La carte des enseignements de spécialité des lycées privés sous contrat et des lycées publics a été préparée à partir du mois de septembre dans un dialogue entre le rectorat et chaque établissement. Des réunions se sont tenues dans l’académie afin d’avoir "une définition harmonieuse de la carte des enseignements de spécialité. Cette carte tient compte des ressources humaines présentes dans les établissements" précise le rectorat.

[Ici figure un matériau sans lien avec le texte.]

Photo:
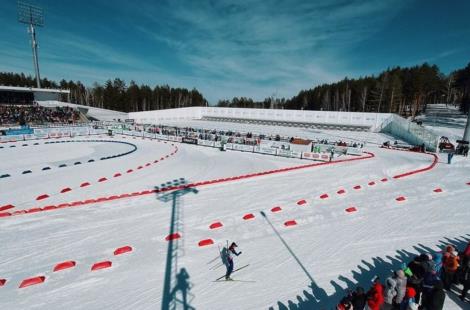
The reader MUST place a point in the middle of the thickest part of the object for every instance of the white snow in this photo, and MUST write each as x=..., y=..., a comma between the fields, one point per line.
x=307, y=266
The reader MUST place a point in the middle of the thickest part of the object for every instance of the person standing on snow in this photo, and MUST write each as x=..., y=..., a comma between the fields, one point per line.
x=389, y=293
x=375, y=297
x=400, y=280
x=228, y=260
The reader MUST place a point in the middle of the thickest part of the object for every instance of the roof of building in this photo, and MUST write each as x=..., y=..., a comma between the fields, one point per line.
x=33, y=89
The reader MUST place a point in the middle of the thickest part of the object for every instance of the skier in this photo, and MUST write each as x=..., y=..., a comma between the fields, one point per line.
x=228, y=260
x=449, y=157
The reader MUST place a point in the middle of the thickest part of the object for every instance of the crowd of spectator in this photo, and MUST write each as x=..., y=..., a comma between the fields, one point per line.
x=248, y=138
x=420, y=284
x=35, y=114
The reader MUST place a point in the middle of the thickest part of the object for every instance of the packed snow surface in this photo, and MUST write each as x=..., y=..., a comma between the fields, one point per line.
x=309, y=265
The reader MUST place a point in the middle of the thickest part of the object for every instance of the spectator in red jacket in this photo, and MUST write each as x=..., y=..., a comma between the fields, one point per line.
x=375, y=295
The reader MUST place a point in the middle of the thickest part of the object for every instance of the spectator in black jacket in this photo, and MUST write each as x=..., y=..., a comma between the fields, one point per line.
x=465, y=280
x=436, y=300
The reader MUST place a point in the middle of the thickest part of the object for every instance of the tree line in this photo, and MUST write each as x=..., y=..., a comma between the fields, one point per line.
x=404, y=91
x=115, y=94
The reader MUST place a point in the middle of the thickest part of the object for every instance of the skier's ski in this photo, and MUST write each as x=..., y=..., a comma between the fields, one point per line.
x=216, y=266
x=235, y=280
x=233, y=271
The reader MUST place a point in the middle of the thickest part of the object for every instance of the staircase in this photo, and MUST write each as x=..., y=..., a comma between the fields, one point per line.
x=442, y=115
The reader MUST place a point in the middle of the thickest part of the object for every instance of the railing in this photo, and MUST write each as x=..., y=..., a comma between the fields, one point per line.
x=410, y=132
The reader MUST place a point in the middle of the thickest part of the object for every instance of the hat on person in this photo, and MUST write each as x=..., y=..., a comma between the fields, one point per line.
x=410, y=292
x=400, y=273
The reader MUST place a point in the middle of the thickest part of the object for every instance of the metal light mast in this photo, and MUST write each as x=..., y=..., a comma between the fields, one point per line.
x=32, y=16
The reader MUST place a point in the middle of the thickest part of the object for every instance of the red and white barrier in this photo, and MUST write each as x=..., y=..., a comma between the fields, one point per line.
x=173, y=236
x=122, y=250
x=290, y=223
x=215, y=225
x=6, y=207
x=248, y=216
x=205, y=242
x=43, y=196
x=64, y=265
x=101, y=265
x=400, y=198
x=32, y=281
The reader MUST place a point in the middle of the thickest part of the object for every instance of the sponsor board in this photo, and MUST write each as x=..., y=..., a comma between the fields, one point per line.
x=265, y=150
x=205, y=142
x=189, y=140
x=175, y=138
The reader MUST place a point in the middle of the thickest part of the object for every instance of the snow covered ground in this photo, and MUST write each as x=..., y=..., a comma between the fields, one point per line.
x=304, y=266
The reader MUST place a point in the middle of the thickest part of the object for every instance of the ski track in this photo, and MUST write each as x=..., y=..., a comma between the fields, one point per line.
x=336, y=249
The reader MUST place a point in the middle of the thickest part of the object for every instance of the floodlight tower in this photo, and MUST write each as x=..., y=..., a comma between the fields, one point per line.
x=32, y=16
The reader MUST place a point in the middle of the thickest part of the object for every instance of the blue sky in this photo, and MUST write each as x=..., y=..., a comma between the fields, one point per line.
x=229, y=48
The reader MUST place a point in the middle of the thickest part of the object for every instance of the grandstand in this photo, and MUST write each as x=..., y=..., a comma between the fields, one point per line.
x=28, y=95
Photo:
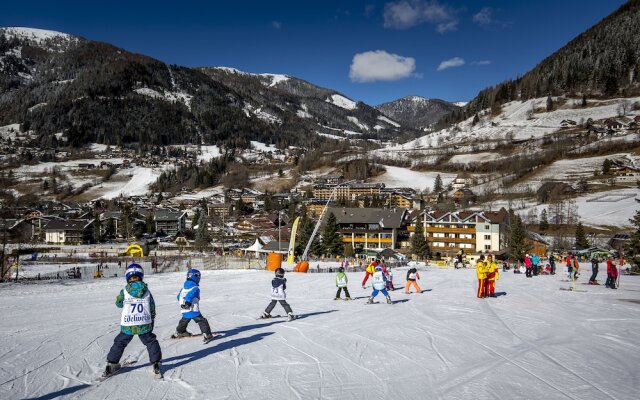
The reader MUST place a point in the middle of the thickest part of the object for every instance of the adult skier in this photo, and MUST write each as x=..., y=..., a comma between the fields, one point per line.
x=189, y=299
x=278, y=294
x=493, y=274
x=481, y=273
x=379, y=283
x=137, y=318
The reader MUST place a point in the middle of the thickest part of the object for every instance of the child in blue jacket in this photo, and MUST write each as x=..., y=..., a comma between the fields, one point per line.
x=138, y=314
x=189, y=298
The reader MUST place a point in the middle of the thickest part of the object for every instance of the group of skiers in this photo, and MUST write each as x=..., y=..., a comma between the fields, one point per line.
x=488, y=273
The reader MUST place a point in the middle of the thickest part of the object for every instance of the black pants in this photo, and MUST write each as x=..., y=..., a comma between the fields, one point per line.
x=283, y=303
x=346, y=292
x=200, y=320
x=122, y=340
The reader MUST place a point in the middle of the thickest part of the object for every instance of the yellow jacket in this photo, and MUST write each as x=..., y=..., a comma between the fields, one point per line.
x=481, y=270
x=493, y=273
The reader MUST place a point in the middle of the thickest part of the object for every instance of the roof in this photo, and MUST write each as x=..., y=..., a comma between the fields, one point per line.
x=387, y=218
x=68, y=225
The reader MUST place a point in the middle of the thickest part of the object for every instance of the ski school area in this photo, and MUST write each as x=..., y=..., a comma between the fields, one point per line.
x=532, y=341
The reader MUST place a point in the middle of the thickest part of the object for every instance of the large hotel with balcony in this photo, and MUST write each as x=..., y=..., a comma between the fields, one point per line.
x=450, y=232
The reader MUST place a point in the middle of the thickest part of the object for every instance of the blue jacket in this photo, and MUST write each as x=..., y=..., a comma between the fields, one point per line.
x=136, y=289
x=193, y=296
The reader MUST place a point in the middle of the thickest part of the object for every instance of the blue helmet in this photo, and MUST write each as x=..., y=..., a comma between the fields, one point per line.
x=134, y=270
x=193, y=275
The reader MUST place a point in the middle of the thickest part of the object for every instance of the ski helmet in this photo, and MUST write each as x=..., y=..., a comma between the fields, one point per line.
x=134, y=270
x=193, y=275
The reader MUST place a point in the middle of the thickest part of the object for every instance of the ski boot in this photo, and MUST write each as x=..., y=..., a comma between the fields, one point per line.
x=110, y=369
x=265, y=315
x=156, y=369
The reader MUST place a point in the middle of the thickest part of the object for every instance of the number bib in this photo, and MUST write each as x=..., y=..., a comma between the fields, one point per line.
x=278, y=293
x=136, y=311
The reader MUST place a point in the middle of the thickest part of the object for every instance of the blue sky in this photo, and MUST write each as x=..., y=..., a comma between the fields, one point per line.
x=373, y=51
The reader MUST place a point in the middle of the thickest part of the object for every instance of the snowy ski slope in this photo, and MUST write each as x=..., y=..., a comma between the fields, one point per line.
x=535, y=342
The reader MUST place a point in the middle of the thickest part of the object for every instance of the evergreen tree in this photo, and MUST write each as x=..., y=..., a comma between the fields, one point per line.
x=149, y=223
x=202, y=234
x=544, y=222
x=633, y=251
x=517, y=244
x=581, y=237
x=437, y=185
x=419, y=245
x=549, y=103
x=331, y=238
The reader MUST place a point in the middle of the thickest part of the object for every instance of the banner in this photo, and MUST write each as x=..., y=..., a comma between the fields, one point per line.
x=292, y=242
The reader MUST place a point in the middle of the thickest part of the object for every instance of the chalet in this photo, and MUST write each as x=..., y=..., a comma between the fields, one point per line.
x=169, y=221
x=463, y=180
x=371, y=228
x=73, y=231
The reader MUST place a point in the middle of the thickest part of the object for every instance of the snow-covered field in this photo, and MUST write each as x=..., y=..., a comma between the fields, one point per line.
x=535, y=342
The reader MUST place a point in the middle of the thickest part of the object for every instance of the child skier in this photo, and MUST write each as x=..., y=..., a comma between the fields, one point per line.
x=138, y=314
x=278, y=294
x=341, y=283
x=379, y=281
x=412, y=279
x=189, y=298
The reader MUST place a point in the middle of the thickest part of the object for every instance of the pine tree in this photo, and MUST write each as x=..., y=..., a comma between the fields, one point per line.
x=517, y=245
x=633, y=251
x=544, y=222
x=419, y=245
x=331, y=239
x=581, y=237
x=549, y=103
x=437, y=185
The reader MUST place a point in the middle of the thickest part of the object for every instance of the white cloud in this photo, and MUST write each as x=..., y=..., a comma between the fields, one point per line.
x=483, y=17
x=379, y=65
x=405, y=14
x=451, y=63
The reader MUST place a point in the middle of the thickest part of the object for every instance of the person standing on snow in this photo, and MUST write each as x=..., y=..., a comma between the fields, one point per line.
x=137, y=318
x=594, y=271
x=379, y=283
x=528, y=264
x=341, y=284
x=278, y=294
x=493, y=274
x=371, y=268
x=481, y=272
x=189, y=298
x=412, y=280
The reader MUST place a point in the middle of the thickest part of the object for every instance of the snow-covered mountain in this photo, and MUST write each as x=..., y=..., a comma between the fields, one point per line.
x=417, y=112
x=77, y=91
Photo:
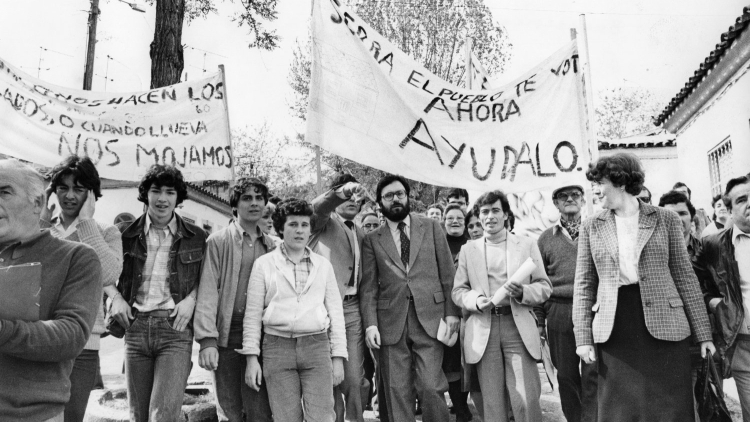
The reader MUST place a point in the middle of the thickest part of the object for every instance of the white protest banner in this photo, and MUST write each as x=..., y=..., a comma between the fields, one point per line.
x=184, y=125
x=371, y=103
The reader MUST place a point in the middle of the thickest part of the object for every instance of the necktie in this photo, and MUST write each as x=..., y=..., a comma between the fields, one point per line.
x=350, y=224
x=404, y=244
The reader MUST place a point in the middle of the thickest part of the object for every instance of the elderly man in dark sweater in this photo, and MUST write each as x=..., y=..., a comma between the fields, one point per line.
x=37, y=351
x=559, y=248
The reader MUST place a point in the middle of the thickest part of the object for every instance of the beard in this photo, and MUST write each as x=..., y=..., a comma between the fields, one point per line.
x=399, y=215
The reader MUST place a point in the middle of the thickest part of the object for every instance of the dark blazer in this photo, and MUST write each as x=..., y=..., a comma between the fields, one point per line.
x=671, y=296
x=720, y=278
x=332, y=239
x=185, y=258
x=386, y=285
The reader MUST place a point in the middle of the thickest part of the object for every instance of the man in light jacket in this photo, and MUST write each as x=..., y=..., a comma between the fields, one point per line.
x=220, y=308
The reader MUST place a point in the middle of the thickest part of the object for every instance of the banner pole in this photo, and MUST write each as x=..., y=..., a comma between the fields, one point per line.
x=469, y=70
x=592, y=148
x=229, y=127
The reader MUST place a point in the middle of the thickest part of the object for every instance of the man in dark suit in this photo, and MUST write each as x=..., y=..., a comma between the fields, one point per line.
x=407, y=278
x=337, y=238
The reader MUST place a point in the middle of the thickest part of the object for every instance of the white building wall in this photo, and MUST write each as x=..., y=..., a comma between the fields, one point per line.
x=726, y=115
x=659, y=163
x=116, y=201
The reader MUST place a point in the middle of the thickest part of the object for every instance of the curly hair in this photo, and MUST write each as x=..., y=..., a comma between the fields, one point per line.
x=387, y=180
x=161, y=176
x=489, y=198
x=622, y=169
x=242, y=186
x=83, y=171
x=287, y=207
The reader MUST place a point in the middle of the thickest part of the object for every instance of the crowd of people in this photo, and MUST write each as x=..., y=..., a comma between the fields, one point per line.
x=305, y=311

Des principes ont été définis nationalement pour la composition de cette carte :

  • sept spécialités seront implantées dans la très grande majorité des établissements (mathématiques, sciences physique-chimie, SVT, SES, histoire géographie-géopolitique-sciences politiques, humanités littérature et philosophie, littérature et langues vivantes) ;
  • cinq spécialités font l’objet d’implantations académiques par bassin de formation (langues et cultures de l’Antiquité, numérique et sciences informatiques, arts, sciences de l’ingénieur, biologie – écologie.
  • Afin de contribuer à l’attractivité des établissements excentrés ou localisés dans de petites villes, certains enseignements de spécialité, moins courants ou très demandés, y seront installés.
  • Les établissements peuvent également conventionner pour élargir l’offre proposée à leurs élèves.

Le rectorat rappelle qu’"aujourd’hui certains lycées publics n’offrent pas les trois séries (L, ES, et S). Nombre d’entre eux proposeront sept enseignements de spécialité. Il y aura donc un enrichissement et une diversification de l’offre pour les élèves par rapport au système actuel de séries."